Correcting some common LDS misconceptions about Christianity
The typical Christian church in the Salt Lake Valley teaches the inevitability of a morally changed life for those who believe in Jesus. The forgiven are transformed.
Most Christians believe in the resurrection of the body. Others are just confused about it. The standard, historic, orthodox Christian teaching is that the body is important and will be resurrected.
The New Testament has been reliably preserved and is faithfully translated from the original Greek. You can pick up any major modern English translation and trust what you’re reading. If there are any significant “textual variants”, they are typically noted in footnotes.
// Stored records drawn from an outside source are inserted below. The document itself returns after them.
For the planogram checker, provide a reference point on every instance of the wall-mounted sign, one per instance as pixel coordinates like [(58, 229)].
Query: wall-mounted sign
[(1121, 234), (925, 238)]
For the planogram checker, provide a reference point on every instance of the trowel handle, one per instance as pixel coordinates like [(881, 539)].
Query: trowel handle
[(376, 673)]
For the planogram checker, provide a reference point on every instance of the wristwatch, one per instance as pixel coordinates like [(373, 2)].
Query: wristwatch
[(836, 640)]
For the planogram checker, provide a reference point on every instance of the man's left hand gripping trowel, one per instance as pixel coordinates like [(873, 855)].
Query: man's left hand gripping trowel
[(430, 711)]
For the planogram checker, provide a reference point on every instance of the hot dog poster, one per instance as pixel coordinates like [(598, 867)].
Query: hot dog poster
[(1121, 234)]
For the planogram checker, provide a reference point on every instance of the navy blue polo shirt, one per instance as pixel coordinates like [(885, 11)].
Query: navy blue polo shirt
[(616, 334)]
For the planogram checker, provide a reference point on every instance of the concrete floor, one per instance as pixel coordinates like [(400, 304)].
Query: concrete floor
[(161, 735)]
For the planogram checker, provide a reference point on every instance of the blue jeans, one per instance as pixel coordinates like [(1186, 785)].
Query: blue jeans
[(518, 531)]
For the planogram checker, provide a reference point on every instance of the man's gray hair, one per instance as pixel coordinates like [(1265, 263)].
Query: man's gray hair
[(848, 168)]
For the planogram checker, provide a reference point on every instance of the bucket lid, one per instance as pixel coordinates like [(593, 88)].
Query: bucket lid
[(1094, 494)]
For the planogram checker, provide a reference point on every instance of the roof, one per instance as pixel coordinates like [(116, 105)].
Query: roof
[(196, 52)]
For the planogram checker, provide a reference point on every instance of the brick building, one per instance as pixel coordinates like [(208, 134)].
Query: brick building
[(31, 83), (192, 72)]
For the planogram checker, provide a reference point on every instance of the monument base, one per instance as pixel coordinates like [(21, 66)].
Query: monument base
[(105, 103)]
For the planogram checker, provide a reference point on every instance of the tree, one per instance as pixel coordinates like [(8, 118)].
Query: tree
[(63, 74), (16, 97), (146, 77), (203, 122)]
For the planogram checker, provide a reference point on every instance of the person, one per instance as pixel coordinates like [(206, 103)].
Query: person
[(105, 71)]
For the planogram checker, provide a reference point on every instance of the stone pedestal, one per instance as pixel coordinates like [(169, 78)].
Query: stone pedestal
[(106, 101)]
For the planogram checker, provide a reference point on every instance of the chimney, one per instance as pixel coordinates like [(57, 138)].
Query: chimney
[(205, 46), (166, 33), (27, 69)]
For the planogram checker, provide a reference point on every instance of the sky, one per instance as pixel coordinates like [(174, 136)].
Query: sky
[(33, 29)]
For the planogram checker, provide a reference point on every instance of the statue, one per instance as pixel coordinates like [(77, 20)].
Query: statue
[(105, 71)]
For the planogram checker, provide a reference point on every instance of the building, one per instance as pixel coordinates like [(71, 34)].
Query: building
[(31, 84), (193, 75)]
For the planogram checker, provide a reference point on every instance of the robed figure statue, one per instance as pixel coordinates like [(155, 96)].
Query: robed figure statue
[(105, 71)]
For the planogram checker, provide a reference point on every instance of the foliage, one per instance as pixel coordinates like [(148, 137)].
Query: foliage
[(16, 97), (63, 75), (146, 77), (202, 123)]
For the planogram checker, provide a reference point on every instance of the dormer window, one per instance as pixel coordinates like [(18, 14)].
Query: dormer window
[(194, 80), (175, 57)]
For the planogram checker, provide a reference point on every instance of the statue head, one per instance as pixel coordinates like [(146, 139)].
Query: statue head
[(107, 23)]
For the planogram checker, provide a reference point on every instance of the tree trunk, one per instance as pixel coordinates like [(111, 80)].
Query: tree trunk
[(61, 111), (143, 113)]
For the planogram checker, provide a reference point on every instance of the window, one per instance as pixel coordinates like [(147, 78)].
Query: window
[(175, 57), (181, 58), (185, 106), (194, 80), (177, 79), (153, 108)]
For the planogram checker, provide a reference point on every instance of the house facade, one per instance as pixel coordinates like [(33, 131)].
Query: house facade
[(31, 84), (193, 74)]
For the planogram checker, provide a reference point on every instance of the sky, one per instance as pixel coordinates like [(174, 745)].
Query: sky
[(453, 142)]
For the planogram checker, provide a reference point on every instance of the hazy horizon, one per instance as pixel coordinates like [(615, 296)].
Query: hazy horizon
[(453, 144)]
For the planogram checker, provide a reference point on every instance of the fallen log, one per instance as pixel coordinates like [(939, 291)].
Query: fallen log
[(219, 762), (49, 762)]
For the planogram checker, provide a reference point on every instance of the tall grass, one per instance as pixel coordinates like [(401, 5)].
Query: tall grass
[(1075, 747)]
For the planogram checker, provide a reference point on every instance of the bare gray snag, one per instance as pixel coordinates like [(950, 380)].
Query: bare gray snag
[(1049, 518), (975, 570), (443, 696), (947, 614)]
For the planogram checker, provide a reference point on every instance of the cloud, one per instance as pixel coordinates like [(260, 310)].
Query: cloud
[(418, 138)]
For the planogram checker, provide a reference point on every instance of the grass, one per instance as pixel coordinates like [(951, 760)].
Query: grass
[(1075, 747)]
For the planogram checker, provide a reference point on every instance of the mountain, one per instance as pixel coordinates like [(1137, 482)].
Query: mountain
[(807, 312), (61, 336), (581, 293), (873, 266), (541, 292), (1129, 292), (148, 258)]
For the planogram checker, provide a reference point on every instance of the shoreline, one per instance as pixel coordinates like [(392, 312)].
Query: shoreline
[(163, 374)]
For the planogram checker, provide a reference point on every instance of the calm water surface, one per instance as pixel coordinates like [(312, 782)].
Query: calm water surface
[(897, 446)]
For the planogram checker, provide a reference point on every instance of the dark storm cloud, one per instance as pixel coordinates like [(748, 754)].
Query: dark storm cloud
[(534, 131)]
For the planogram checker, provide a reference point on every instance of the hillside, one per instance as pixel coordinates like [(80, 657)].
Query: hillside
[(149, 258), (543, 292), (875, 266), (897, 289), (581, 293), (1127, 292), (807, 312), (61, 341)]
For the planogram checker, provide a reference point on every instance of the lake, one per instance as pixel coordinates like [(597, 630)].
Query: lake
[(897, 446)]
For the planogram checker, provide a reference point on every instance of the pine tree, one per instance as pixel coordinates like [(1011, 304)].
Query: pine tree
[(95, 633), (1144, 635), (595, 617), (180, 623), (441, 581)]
Most Christians in the Salt Lake Valley simply identify as Christians. Our denomination isn’t our religion, and we consider Christians in other denominations a part of the same broad Christian family. Many Christians aren’t even aware of the denominational affiliation of their church (hah!). Our global unity isn’t in an organization. It is a shared trust in a person: Jesus.
Feelings and spiritual experiences are important to us. We get emotional and filled with the Spirit over songs, prayers, scriptures, and special experiences. Our feelings are fallible, but they are still important.
While Paul himself sometimes paid his own way, he otherwise insisted that Christians pay their local pastor-teacher (1 Timothy 5:17-18, 1 Corinthians 9:9, Galatians 6:6). Most pastors are underpaid and live on a tight budget. They are busy studying the Bible, counseling people, and dealing with needs in the congregation.
The Council of Nicea did not debate over whether the Godhead is three separate deities. It was about the divinity of Jesus. The Trinitarians held that Jesus was fully divine. The Arians instead held that Jesus was a created, inferior being.
The Trinity does not teach the Father, Son, and Spirit are one person. It affirms that they are three persons in relationship. For a Trinitarian it is therefore no surprise that Jesus prayed to the Father.
We really are crazy and we really do love you. There is a grassroots movement of Christians to make an impact on Utah. Christians are literally moving to Utah just to be a positive influence on the state. We are theologically motivated — with a belief-shaped purpose. There is no sinister financial motive. It is not malicious. You are not under special persecution. We really do love you.